Our Robots.txt and Reconsideration Request Journey and Success
-
We have asked a few questions related to this process on Moz and wanted to give a breakdown of our journey as it will likely be helpful to others!
A couple of months ago, we updated our robots.txt file with several pages that we did not want to be indexed. At the time, we weren't checking WMT as regularly as we should have been and in a few weeks, we found that apparently one of the robots.txt files we were blocking was a dynamic file that led to the blocking of over 950,000 of our pages according to webmaster tools. Which page was causing this is still a mystery, but we quickly removed all of the entries.
From research, most people say that things normalize in a few weeks, so we waited. A few weeks passed and things did not normalize. We searched, we asked and the number of "blocked" pages in WMT which had increased at a rate of a few hundred thousand a week were decreasing at a rate of a thousand a week. At this rate it would be a year or more before the pages were unblocked.
This did not change. Two months later and we were still at 840,000 pages blocked.
We posted on the Google Webmaster Forum and one of the mods there said that it would just take a long time to normalize. Very frustrating indeed considering how quickly the pages had been blocked.
We found a few places on the interwebs that suggested that if you have an issue/mistake with robots.txt that you can submit a reconsideration request. This seemed to be our only hope. So, we put together a detailed reconsideration request asking for help with our blocked pages issue.
A few days later, to our horror, we did not get a message offering help with our robots.txt problem. Instead, we received a message saying that we had received a penalty for inbound links that violate Google's terms of use. Major backfire. We used an SEO company years ago that posted a hundred or so blog posts for us. To our knowledge, the links didn't even exist anymore. They did....

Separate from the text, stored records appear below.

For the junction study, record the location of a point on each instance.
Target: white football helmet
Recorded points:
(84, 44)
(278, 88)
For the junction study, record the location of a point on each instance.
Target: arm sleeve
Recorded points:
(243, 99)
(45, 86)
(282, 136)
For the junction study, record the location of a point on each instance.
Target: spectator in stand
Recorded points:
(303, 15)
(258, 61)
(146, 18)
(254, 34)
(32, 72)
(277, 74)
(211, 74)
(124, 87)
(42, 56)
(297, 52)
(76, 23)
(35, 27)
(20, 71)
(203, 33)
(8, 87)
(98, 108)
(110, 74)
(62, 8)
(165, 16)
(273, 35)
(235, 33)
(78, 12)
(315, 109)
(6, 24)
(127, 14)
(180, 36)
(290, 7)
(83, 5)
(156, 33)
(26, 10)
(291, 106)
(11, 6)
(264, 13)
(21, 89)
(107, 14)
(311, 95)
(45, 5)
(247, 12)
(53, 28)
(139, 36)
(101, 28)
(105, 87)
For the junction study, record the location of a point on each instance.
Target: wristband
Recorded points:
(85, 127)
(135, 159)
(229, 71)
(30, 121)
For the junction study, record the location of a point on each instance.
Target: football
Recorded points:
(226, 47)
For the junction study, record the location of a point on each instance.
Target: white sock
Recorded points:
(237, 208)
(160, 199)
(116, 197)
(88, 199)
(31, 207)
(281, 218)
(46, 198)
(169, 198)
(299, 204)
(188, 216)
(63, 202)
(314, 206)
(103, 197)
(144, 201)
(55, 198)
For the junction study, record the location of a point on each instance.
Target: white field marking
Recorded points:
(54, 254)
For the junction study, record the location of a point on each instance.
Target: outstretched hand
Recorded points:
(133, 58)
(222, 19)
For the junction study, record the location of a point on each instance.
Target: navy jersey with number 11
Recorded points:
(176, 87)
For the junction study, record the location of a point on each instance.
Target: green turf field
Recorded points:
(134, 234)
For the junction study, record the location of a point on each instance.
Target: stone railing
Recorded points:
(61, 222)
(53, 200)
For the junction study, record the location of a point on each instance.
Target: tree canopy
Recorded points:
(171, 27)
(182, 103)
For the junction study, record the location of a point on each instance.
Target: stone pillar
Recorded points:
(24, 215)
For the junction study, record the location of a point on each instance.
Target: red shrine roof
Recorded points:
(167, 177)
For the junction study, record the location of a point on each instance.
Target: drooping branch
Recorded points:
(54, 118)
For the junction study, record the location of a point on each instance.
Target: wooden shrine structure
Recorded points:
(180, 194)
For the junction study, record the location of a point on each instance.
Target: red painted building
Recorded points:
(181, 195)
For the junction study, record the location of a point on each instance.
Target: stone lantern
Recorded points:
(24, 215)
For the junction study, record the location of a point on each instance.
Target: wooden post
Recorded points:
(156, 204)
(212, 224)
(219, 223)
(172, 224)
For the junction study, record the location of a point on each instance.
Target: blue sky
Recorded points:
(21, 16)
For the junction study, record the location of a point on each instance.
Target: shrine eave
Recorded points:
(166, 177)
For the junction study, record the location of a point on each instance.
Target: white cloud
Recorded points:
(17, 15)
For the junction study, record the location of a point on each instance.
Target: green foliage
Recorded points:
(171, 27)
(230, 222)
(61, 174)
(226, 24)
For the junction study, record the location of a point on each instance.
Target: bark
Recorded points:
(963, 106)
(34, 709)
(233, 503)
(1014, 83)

So, we signed up for an account with removeem.com. We quickly found many of the links posted by the SEO firm as they were easily recognizable via the anchor text. We began the process of using removem to contact the owners of the blogs. To our surprise, we got a number of removals right away! Others we had to contact another time and many did not respond at all. Those we could not find an email for, we tried posting comments on the blog.
Once we felt we had removed as many as possible, we added the rest to a disavow list and uploaded it using the disavow tool in WMT. Then we waited...
A few days later, we already had a response. DENIED. In our request, we specifically asked that if the request were to be denied that Google provide some example links. When they denied our request, they sent us an email and including a sample link. It was an interesting example. We actually already had this blog in removem. The issue in this case was, our version was a domain name, i.e. www.domainname.com and the version google had was a wordpress sub domain, i.e. www.subdomain.wordpress.com.
So, we went back to the drawing board. This time we signed up for majestic SEO and tied it in with removem. That added a few more links. We also had records from the old SEO company we were able to go through and locate a number of new links. We repeated the previous process, contacting site owners and keeping track of our progress. We also went through the "sample links" in WMT as best as we could (we have a lot of them) to try to pinpoint any other potentials.
We removed what we could and again, disavowed the rest. A few days later, we had a message in WMT. DENIED AGAIN! This time it was very discouraging as it just didn't seem there were any more links to remove. The difference this time, was that there was NOT an email from Google. Only a message in WMT. So, while we didn't know if we would receive a response, we responded to the original email asking for more example links, so we could better understand what the issue was.
Several days passed we received an email back saying that THE PENALTY HAD BEEN LIFTED! This was of course very good news and it appeared that our email to Google was reviewed and received well.
So, the final hurdle was the reason that we originally contacted Google. Our robots.txt issue. We did not receive any information from Google related to the robots.txt issue we originally filed the reconsideration request for. We didn't know if it had just been ignored, or if there was something that might be done about it. So, as a last ditch final effort, we responded to the email once again and requested help as we did the other times with the robots.txt issue.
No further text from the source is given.